Brice LEPORINI

Posted on Mar 27, 2023

Canary release with Kafka

#kafka #ksqldb #datastreaming

When a new version for a product has to be released, it has always been key as it's a critical moment for engineering teams as well as for operation teams; mainly because it's usually managed as a big bang switch over. So during this operation, if something bad happens like a migration procedure that is not running as expected, or the system is not working like it should be, whether it's a functional issue or a performance one, it puts a lot of pressure on the teams because it has a direct impact on the business.

Canary release, or sometimes called friends and family, is a more and more common practice when a new version of a software is rolled out.

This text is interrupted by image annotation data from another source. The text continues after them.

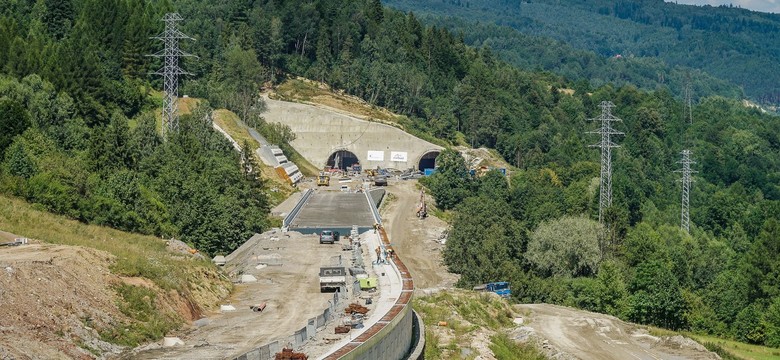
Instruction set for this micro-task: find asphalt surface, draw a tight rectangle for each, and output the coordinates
[291,192,374,229]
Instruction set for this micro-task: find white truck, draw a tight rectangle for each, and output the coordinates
[320,266,347,292]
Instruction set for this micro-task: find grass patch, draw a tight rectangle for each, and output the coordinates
[490,333,547,360]
[100,284,182,346]
[423,328,443,360]
[379,192,398,214]
[648,326,780,360]
[212,109,260,150]
[279,144,320,176]
[413,291,514,333]
[275,78,400,123]
[213,109,308,201]
[428,205,455,224]
[0,195,230,346]
[272,78,458,148]
[683,333,780,360]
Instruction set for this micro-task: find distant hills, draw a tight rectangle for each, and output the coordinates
[384,0,780,104]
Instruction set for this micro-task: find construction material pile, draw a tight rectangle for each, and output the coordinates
[344,303,368,315]
[274,348,309,360]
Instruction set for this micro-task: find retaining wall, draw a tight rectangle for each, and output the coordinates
[325,228,424,360]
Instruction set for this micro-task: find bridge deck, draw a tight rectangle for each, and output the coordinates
[290,192,374,229]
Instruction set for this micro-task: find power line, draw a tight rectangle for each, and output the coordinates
[149,13,195,138]
[587,101,623,225]
[675,150,698,232]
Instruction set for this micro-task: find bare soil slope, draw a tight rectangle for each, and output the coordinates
[0,244,125,359]
[0,196,230,359]
[381,180,458,289]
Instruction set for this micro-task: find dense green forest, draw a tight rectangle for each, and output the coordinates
[0,0,268,254]
[0,0,780,346]
[420,15,744,101]
[385,0,780,104]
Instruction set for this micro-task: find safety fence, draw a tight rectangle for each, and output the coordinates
[282,189,314,228]
[232,288,347,360]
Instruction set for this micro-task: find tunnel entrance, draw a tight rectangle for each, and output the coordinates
[417,150,441,171]
[325,150,360,170]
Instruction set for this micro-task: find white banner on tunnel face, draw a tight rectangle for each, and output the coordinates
[390,151,409,162]
[366,150,385,161]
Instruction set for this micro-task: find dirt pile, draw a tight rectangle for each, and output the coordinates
[381,180,458,291]
[0,244,126,359]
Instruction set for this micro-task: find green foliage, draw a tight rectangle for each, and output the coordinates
[0,99,30,156]
[525,216,603,276]
[422,149,473,210]
[444,196,526,286]
[0,77,268,254]
[101,284,182,346]
[628,261,686,329]
[387,0,780,103]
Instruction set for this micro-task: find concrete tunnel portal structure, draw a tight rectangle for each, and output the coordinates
[417,150,441,171]
[325,150,360,170]
[263,95,444,170]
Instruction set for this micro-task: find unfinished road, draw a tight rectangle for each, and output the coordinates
[515,304,720,360]
[290,191,375,232]
[122,231,350,360]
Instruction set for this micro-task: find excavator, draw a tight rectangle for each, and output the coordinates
[317,172,330,186]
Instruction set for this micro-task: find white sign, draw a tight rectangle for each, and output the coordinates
[366,150,385,161]
[390,151,409,162]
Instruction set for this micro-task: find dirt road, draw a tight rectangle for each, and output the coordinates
[513,304,719,360]
[381,180,458,289]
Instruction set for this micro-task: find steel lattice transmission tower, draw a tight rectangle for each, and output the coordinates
[588,101,623,224]
[149,13,195,138]
[675,150,697,232]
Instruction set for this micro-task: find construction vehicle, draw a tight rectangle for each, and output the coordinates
[317,172,330,186]
[417,190,428,220]
[320,230,339,244]
[274,347,309,360]
[374,176,387,186]
[474,281,512,298]
[320,266,347,292]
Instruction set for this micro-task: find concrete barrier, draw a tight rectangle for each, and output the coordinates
[282,189,314,228]
[324,228,425,360]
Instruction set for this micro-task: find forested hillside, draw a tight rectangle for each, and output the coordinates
[0,0,780,352]
[385,0,780,104]
[420,14,745,101]
[0,0,268,254]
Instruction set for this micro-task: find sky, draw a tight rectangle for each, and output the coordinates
[667,0,780,14]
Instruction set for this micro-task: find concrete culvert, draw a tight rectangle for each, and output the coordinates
[417,150,441,171]
[325,150,360,170]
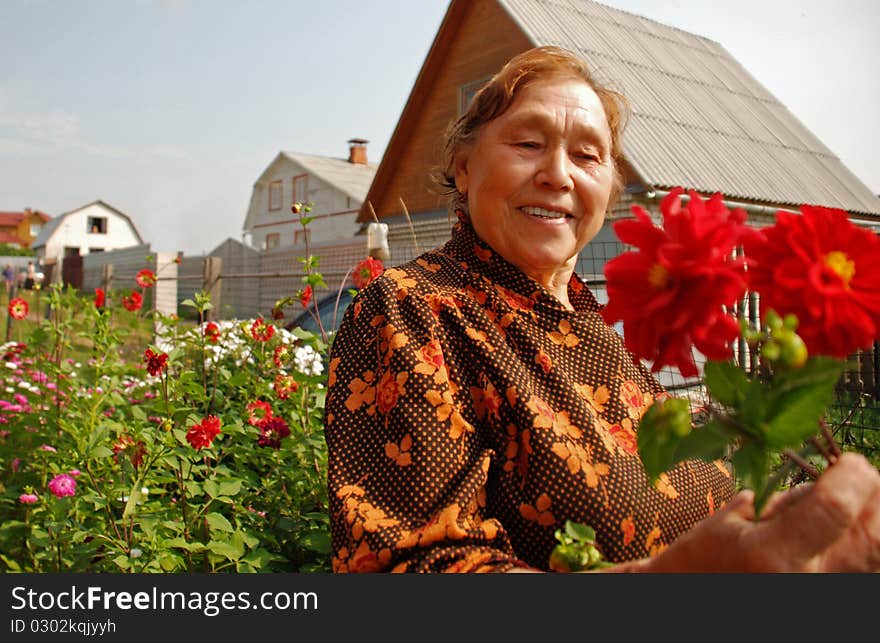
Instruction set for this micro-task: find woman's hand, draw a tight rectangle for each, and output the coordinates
[620,453,880,573]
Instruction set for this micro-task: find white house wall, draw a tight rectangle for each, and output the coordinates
[45,204,140,258]
[244,159,361,250]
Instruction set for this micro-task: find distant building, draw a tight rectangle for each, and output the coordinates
[358,0,880,266]
[242,139,377,250]
[31,200,144,265]
[0,208,52,248]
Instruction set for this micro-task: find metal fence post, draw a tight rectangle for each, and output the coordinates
[202,257,223,321]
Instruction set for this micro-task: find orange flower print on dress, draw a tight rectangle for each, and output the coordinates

It consists in keeping both versions running side by side and gradually increasing the traffic managed by the new version during the sunset phase of the old one. Then it becomes way easier to check that no major bug is impacting the new version or to verify that it's able to deal with the real life traffic. Long story short, whatever the problem can be faced, the chances that it impacts the business are drastically dropping down.

The term Canary Release comes from the time when people were working underground in the mines and the risk was if the level of CO2 in the air increased, as it's scentless, miners died silently. To cover that risk, they used to work with a canary bird in a cage and if the canary dies, it means that the level of CO2 increased dangerously, as this kind of bird is even more sensitive than humans to CO2.

When thinking about how to implement that for a REST API or a web application, the usual way is to use a reverse proxy to balance the traffic across the two versions, but when considering data streaming, how to implement that with data processors while maintaining all guarantees that Kafka offers? This is the challenge I faced and this paper is to share my proposition to tackle it.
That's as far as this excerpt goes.